# Battle 6000 Combo for Cobia



## Loki (Sep 26, 2010)

I am wanting to get a Spinning setup to try some Cobia fishing from the boat in the sound at the OBX.
What are some of your thoughts on the Penn Battle 6000 rod and reel combo for that?
I own several Penn Battles "2000 and 4000s" just not sure if the 6000 will be the right size.
The 2000 Battle handles 25" Pups without a problem so I think the 6000 with 300y of 50# 
Power pro may do the job for Cobia, what do yall think.


----------



## NC KingFisher (Nov 20, 2011)

20-30lb fire line........


----------



## Loki (Sep 26, 2010)

NC KingFisher said:


> 20-30lb fire line........


how about reel size? how much of the 20-30lb do i need? I have never targeted Cobia,
I realy need reel size and line wieght info. I have Battle 4000s with about 230yards of 20# braid,
is that good or do I need a bit more? I hear they will run hard and take a good bit of time to turn.


----------



## Youngbuck757. (Jan 10, 2013)

5-6000 with 30lb fire line and 60lb flouro leaders


----------



## biteon (Mar 31, 2012)

I would think even a 5000 would be more than enough. I have Penns 2k-5k and the 5k/6k will be perfect. 5k has 30lb power pro and the 6k has 65lb


----------



## Drumdum (Jan 6, 2003)

5000 with 20lb fireline.. The 20 cast great,knots up well with 50 or 60 flouro,and I can put plenty of heat on a fish as well.. My son has a 7000 with 30 on it,but I'd consider it a bit much,jmo..


----------



## OldBay (May 15, 2003)

I fish for cobia at the CBBT from my boat. I purchased two battle 6000s and put them on okuma cedros tuna jigging rods. I filled the reels with 65# braid. This is definitely over kill for the cobia I have caught. I went heavy on the gear to deal with all the by catch when bait fishing. I usually catch 20:1 big rays to cobia. I like heavier gear so I can muscle the rays, skates, sharks etc to the boat quickly to get back to cobia fishing. If you are sight casting its a different story as you are only casting to a target fish. For my application the battle 6000 is awesome!


----------



## Drumdum (Jan 6, 2003)

OldBay said:


> I fish for cobia at the CBBT from my boat. I purchased two battle 6000s and put them on okuma cedros tuna jigging rods. I filled the reels with 65# braid. This is definitely over kill for the cobia I have caught. I went heavy on the gear to deal with all the by catch when bait fishing. I usually catch 20:1 big rays to cobia. I like heavier gear so I can muscle the rays, skates, sharks etc to the boat quickly to get back to cobia fishing. If you are sight casting its a different story as you are only casting to a target fish. For my application the battle 6000 is awesome!

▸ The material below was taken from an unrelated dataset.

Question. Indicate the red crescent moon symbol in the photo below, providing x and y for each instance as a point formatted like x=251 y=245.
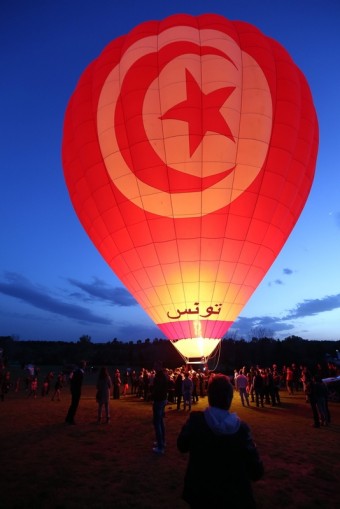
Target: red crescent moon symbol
x=147 y=165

 When bottom fishing I just use conventional with mono,usually 30lb test.. IF I KNOW it is a ray,I hand it in rather than reel it,take small handgaff to unhook it,trust me,it saves TONS of time.. (oh,gloves are advised) Yeap,most of the time it is sightcasting here in Hatteras ..


----------



## NC KingFisher (Nov 20, 2011)

My ray method is lock em down, get em close, de barb and draft them to the bait army


----------



## Drumdum (Jan 6, 2003)

NC KingFisher said:


> My ray method is lock em down, get em close, de barb and draft them to the bait army


 If that ray is about 8" or less across,he's going out live on a hook,after what I have seen pinrigging...


----------



## NC KingFisher (Nov 20, 2011)

That's my plan this year, I'm gonna make some specially tailored rigs for this year when I start back. I'm thinking 5/0 or 6/0 meat hooks, with a #2 treble dropper. May even try some big LB hooks


----------



## NASCAR (Jul 26, 2013)

Get a Conquorer 7000 and save yourself the crummy drag problems of a battle. But in all reality, the 6000 battle will work fine from a boat.


----------



## NC KingFisher (Nov 20, 2011)

What crummy drag? Same drag as the conqueror has dude. Ht-100s, that run dry. If you have drag problems, grease em up its a good idea anyways


----------